Kang! eps.4


Nyantri Sastra




Benar adanya kehidupan di pondok memang apa adanya, dibiarkan begitu rupa senatural mungkin. Namun semua itu dimaksudkan untuk membentuk pribadi-pribadi yang tangguh, militan dan kreatif menghadapi setiap masalah hidup yang dihadapinya. Anggapan-anggapan jelek mengenai pesantren yang hidup ditengah masyarakat sebenarnya kembali kepada tabiat masing-masing anak yang tengah menjalani prosesnya di pesantren. Buktinya banyak cerdik-cendekia Indonesia menjalani proses kehidupan dan menempa diri di pondok-pondok pesantren. Sebut saja Gus Dur bapak bangsa sekaligus presiden Indonesia keempat, dasar-dasar keilmuannya dimulai dari pesantren.
            “Pyak..Pyak...” Suara air berkecipak menyirati Barok yang tengah rebahan. Kini Rido sudah berada disampingnya.
            “Ngalamun apa to Rok?” Rido bertanya, sembari menatapi lekat tubuh kawannya.

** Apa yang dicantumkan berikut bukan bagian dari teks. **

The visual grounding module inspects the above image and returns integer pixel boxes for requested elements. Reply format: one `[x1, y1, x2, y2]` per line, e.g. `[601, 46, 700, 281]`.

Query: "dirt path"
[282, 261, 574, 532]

            “Aku mikir setelah ini saja Do.”
            “Maksudmu apa Rok?” Tanya Fadil penasaran yang sedari tadi berenang-renang sambil memanah ikan.
            “Tidak bagus berpikir terlalu berat sendirian. Kita harus saling berbagi beban Rok.” Ucap Dayat polos menirukan gaya Pak Hasan saat mengajar ilmu akhlak setiap sore.




            Rido dan Dayat akhirnya menyusul Barok dan Fadil yang tengah rebahan diatas batu ditengah aliran deras kali genteng.
            “Begini kawan. Aku akan dikirim sekolah ke kota oleh ayah ibuku. Sedang kawan-kawan setia yang senantiasa berbagi hari berada di balik bukit-bukit ini.”

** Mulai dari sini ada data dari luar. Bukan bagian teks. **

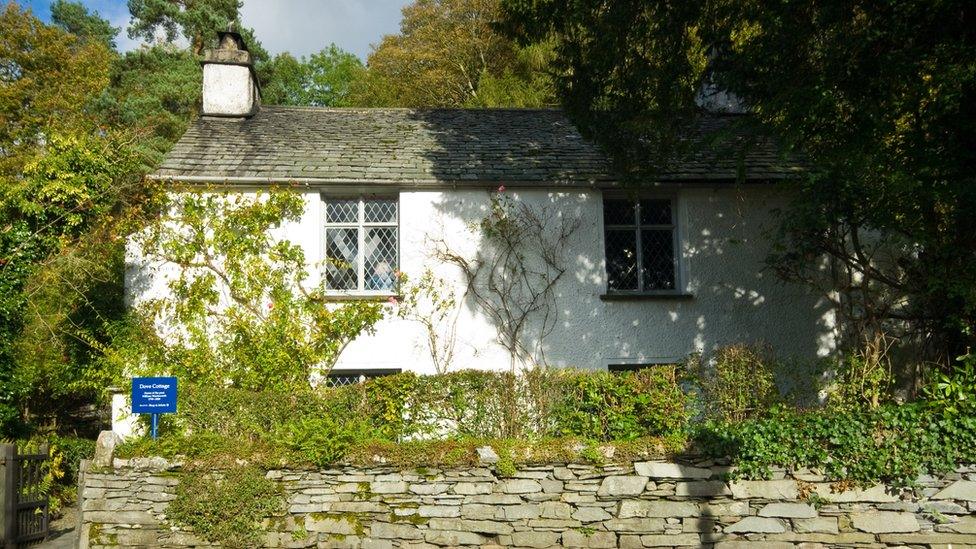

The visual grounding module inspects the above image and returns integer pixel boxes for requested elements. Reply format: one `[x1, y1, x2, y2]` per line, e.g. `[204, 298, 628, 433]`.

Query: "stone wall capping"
[79, 458, 976, 549]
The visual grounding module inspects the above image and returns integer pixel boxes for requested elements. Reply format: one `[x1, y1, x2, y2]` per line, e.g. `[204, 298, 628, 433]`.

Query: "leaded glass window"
[603, 198, 677, 292]
[323, 196, 400, 293]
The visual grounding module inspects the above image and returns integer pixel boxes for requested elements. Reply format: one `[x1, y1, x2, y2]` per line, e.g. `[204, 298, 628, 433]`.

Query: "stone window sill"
[600, 292, 695, 301]
[322, 294, 403, 303]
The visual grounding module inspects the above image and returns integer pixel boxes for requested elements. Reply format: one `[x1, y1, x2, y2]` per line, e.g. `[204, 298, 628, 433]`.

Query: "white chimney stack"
[201, 28, 261, 117]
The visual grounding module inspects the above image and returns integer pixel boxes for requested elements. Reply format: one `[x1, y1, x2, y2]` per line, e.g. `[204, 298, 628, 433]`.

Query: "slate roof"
[151, 106, 792, 186]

            “Oh.. begitu?!” Jawab Rido, Fadil dan Dayat hambir bersamaan.
            “Aku akan menemanimu Rok, kemanapun kau pergi tak usahlah kau bersedih.” Jawab Fadil yang kini telah membuat lingkaran diatas batu besar itu.




Keempatnya tengah serius berbincang mengenai hari-hari yang tak akan lagi sama.   Mengenai sebuah tempat tinggal, pri kehidupan, orang-orang, serta kebiasaan yang tak akan lagi sama seperti disini. Di Tuwareh tempat menyandarkan masa remaja sedari orok memecah tangis.
            Mereka tengah membincangkan tentang sebuah perjalanan keluar untuk kembali, menggagas dan berkarya. Memikirkan tentang sebuah pencarian, tentang sebuah petualangan.

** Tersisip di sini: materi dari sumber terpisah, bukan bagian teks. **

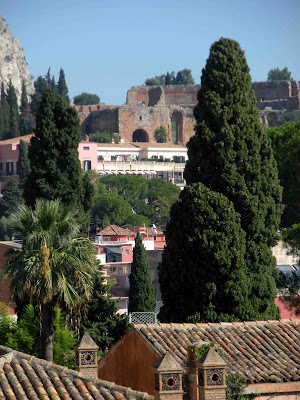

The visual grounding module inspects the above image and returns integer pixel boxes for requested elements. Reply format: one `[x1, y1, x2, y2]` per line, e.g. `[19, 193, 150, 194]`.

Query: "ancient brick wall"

            “Apa kita akan berkumpul lagi seperti ini ketika kita telah kembali nanti?” Tanya Rido sambil melempari air dengan kerikil.
            “Entahlah kawan, semua ini tentang sebuah perjalanan panjang nan melelahkan. Dan ketika kau kembali kau sudah tak lagi sama .” Jawab Fadil penuh arti dan menatap dalam kepada Rido.
            “Benar katamu Dil.” Barok membenarkan ucapan Fadil sembari mengangkat tubuhnya dan duduk, menepuk pundak Rido. Kemudian tangan yang satunya lagi ia raihkan pada pundak Dayat, jadilah mereka berempat berpelukan.




            “Aku akan ikut bersamamu Rok.” Seru Fadil.
            “Aku juga, meski ibuku menyuruhku belajar di sekolah negeri saja.” Jawab Rido anak pak mantri satu-satunya di Tuwarih.
            “Aku juga akan bersamamu Rok. Kita berempat akan mondok bersama meski sekolah kita nanti berbeda-beda.” Dayat menutup pembicaraan empat sekawan itu.
Keempatnya mengeratkan pelukan. Diatas langit burung elang berputar-putar, mengepakkan sayapnya, seolah berkata,”Akulah raja.”